I miss Leonard Bernstein. Lenny could generate excitement for music like few others (Stokowski could) and his advocacy for American music propelled awareness for our great composers. Of course, there have been advocates of American music since Lenny’s passion and much of it has been quite good, but no one touches Bernstein’s enthusiasm, consummate skill and color palette.
This collection, unfortunately oop, is essential and a dream come true. It is available, at last look, on Amazon.co.uk and is heartily recommended.
One can easily visualize the great American landscapes while absorbed in Lenny’s edifying performances of Aaron Copland, Roy Harris, William Schuman, Ned Rorem, Samuel Barber, etc. Those landscapes encompass the traditional West (Copland), the modern west (Harris), rural America (Schuman and Gershwin), dissonant America (Charles Ives) and Jewish America (Ernest Bloch and Lukas Foss).

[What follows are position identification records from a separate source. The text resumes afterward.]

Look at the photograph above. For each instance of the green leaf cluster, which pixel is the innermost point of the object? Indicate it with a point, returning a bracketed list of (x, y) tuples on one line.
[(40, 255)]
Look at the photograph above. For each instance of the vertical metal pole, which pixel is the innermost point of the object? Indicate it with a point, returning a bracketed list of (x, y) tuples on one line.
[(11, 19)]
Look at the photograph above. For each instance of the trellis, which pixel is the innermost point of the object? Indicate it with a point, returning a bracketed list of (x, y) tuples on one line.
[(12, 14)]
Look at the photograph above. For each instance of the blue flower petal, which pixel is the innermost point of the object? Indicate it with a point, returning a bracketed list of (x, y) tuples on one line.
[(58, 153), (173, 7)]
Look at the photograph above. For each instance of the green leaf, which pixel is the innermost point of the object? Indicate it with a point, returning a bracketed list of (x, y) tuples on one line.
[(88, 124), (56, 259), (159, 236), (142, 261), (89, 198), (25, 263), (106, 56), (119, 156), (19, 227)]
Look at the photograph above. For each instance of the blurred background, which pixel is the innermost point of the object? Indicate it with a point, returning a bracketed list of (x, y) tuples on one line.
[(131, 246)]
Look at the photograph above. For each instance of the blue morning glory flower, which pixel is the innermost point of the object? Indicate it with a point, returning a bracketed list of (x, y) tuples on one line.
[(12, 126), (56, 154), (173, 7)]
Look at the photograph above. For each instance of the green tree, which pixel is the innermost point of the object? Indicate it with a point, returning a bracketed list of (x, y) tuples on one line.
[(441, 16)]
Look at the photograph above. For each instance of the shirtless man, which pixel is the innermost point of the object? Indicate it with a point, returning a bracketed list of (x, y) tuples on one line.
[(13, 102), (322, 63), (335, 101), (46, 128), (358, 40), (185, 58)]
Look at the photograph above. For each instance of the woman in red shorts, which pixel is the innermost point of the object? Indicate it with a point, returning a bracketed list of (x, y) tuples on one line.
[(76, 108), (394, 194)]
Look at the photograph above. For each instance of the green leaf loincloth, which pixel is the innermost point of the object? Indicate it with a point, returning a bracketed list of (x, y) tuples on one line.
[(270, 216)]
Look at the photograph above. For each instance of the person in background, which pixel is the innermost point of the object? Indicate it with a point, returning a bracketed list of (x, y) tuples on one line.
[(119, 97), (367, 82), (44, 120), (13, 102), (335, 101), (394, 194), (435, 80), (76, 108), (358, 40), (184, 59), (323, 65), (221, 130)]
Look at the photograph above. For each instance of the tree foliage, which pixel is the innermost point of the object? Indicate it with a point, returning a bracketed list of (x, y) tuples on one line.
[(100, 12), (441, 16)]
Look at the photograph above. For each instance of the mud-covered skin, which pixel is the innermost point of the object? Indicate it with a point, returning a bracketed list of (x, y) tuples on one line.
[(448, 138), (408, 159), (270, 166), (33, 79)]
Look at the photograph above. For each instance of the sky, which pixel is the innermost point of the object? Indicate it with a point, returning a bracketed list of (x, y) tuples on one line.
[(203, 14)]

This is Americana at its most beautifully diverse.
You will not find a better performances of Samuel Barber’s withering “Unanswered Question”, Ives’ cantankerous “Bells on the Gong & Ladder”, Copland’s populist “Appalachian Spring” or his “Symphony No. 3” which, for once, sounds like a masterpiece.
Lenny recorded most of these works with the New York Philharmonic many years earlier on the Sony label, but, with the exception of Roy Harris’ monumental and influential “Symphony 3” and Gershwin’s “Rhapsody in Blue” he tops those earlier performances (The DG Harris and ‘Rhapsody’ are still superb).
If only Lenny were alive to be championing new, home grown music today. Of the DG Complete Recording sets, this is the most valuable, and that is saying quite a bit (The Mahler set is just as essential and still has yet to be topped in sheer musical intuition and passion).